Charlie Edwards confirmed his world class credentials in the first defence of his WBC flyweight world title at London’s Copperbox arena on Saturday night. The win means Edwards remains part of a select group of five British World Champions, but with Anthony Joshua and Tyson Fury heading stateside, is British boxing really booming?
Whilst promotors Eddie Hearn and Frank Warren continue to insist that British boxing is entering a new golden age, we have proof that tells us otherwise. In the last few years we have seen numerous British boxers lose their world champion status. James Degale relinquishing his IBF title in pursuit of Chris Eubank Jr, Ryan Burnett having to be pulled out of his title defence against Nonito Donaire due to injury, Jamie McDonell’s first round stoppage defeat to pound-for-pound monster Naoya Inoue, there have been so many disappointing results for British oxing fans in recent history.

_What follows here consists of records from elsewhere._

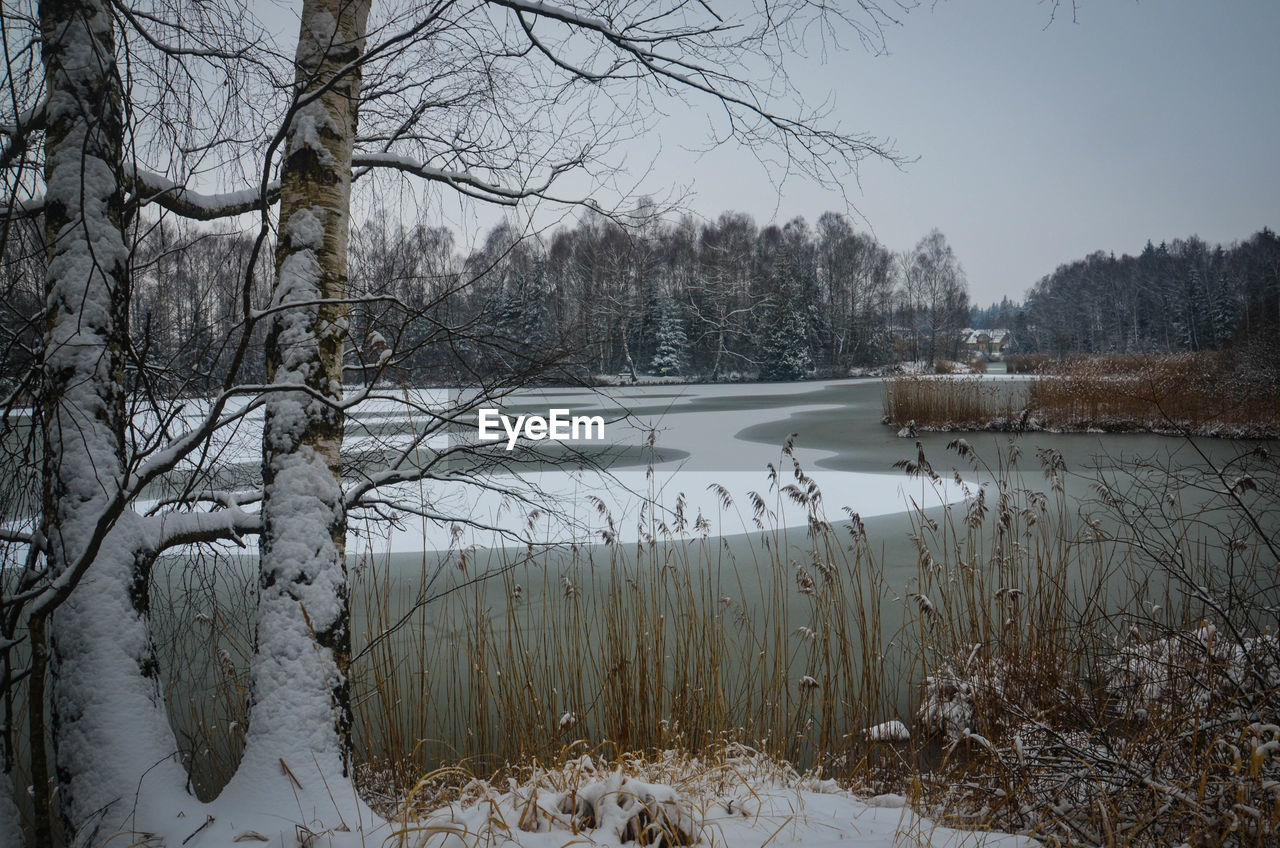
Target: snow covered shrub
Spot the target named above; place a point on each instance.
(1192, 671)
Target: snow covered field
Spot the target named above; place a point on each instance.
(585, 505)
(741, 801)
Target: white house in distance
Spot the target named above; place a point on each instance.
(992, 343)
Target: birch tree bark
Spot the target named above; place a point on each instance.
(300, 715)
(100, 648)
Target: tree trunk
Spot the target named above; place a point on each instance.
(300, 712)
(108, 719)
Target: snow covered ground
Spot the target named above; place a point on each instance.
(745, 802)
(561, 506)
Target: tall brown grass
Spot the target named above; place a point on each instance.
(1183, 392)
(1192, 393)
(1002, 653)
(954, 402)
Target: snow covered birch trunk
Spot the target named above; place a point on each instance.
(108, 719)
(300, 712)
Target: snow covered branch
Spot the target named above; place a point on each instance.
(461, 181)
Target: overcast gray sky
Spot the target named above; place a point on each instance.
(1034, 144)
(1038, 144)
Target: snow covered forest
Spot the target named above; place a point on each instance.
(640, 293)
(201, 259)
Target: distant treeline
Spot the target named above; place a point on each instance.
(1178, 296)
(641, 295)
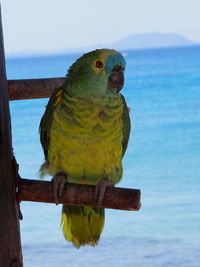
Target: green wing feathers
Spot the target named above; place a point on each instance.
(82, 225)
(126, 124)
(45, 126)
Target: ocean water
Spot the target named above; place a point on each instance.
(163, 159)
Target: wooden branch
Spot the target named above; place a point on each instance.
(33, 88)
(74, 194)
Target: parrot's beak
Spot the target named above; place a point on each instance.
(116, 78)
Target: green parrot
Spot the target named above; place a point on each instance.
(84, 133)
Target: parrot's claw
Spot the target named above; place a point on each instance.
(100, 191)
(59, 180)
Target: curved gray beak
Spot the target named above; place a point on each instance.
(116, 78)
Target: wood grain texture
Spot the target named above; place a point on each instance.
(80, 195)
(33, 88)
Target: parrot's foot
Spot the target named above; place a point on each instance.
(59, 180)
(100, 191)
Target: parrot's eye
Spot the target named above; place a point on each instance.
(99, 64)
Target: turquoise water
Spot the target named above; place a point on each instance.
(163, 160)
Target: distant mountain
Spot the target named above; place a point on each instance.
(152, 40)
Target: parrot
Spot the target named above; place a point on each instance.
(84, 133)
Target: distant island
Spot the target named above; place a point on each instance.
(132, 42)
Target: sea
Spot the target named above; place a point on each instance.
(162, 89)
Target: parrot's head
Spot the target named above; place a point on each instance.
(97, 73)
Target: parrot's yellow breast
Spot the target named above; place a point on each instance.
(86, 139)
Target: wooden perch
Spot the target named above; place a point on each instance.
(33, 88)
(74, 194)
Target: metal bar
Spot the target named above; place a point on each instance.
(80, 195)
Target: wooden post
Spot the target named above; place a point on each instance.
(10, 245)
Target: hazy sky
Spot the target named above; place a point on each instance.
(60, 24)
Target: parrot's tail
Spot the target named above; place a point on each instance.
(82, 225)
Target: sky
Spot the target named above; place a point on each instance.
(53, 25)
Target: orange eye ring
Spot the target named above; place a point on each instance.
(99, 64)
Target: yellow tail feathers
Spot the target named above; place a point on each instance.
(82, 225)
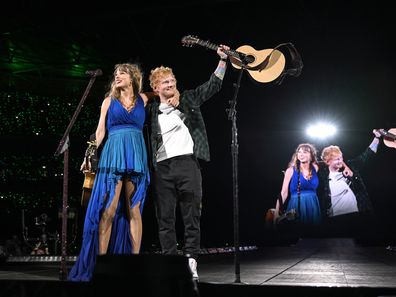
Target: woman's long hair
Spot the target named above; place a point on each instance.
(296, 163)
(136, 76)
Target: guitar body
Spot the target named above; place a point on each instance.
(272, 70)
(87, 188)
(259, 67)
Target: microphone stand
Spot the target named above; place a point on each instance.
(234, 152)
(63, 148)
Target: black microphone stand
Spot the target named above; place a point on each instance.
(63, 148)
(234, 152)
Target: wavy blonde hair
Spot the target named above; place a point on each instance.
(313, 152)
(136, 76)
(159, 73)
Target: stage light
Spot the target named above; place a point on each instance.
(321, 130)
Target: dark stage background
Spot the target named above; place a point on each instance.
(348, 54)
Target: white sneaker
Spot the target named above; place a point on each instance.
(193, 266)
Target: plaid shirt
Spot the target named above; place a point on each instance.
(190, 102)
(357, 184)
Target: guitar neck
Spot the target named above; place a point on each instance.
(214, 47)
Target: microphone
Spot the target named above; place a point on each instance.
(94, 73)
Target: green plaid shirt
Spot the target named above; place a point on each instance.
(190, 102)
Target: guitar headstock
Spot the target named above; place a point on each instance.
(91, 149)
(189, 40)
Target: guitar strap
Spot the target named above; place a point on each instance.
(296, 63)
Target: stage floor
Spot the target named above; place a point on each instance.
(316, 263)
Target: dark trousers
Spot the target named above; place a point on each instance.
(178, 181)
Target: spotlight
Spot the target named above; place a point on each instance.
(321, 130)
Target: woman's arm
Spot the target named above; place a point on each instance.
(101, 129)
(284, 190)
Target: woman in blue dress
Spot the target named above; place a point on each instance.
(113, 222)
(301, 181)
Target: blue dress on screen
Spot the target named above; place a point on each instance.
(123, 155)
(309, 212)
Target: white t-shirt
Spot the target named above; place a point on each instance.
(343, 200)
(176, 138)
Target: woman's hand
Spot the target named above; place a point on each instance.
(85, 168)
(175, 100)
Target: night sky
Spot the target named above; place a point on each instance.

Promising talents such as Josh Kelly and Joshua Buatsi are having to be fast tracked to fill the void left by the retirements of the likes of Tony Bellew and George Groves, and there seems to be a very limited amount of British boxers ready to step up to world level. Our next world title hopeful comes in the shape of an ageing Amir Khan as he takes on Terence Crawford on April 20th at Madison Square Gardens, and here lies another issue with British boxing’s supposed boom.
With our biggest stars crossing the pond more regularly than ever before, there seems to be a new obsession with boxing in America. Anthony Joshua makes his US debut on June 1st at MSG whilst this month also saw Tyson Fury sign a money spinning co-promotional deal with US giants ESPN. Matchroom have also followed suit by investing heavily into the US market in the last twelve months and all of a sudden the bright lights of Las Vegas don’t seem such a distant dream to many of the UK’s boxers.
As we continue to pin our hopes on the next crop of would be stars, the likes of Josh Warrington, Callum Smith and Charlie Edwards remain as the flag bearers of British boxing on the world scene but don’t be surprised if they are tempted by the land of hope and glory in the not so distant future.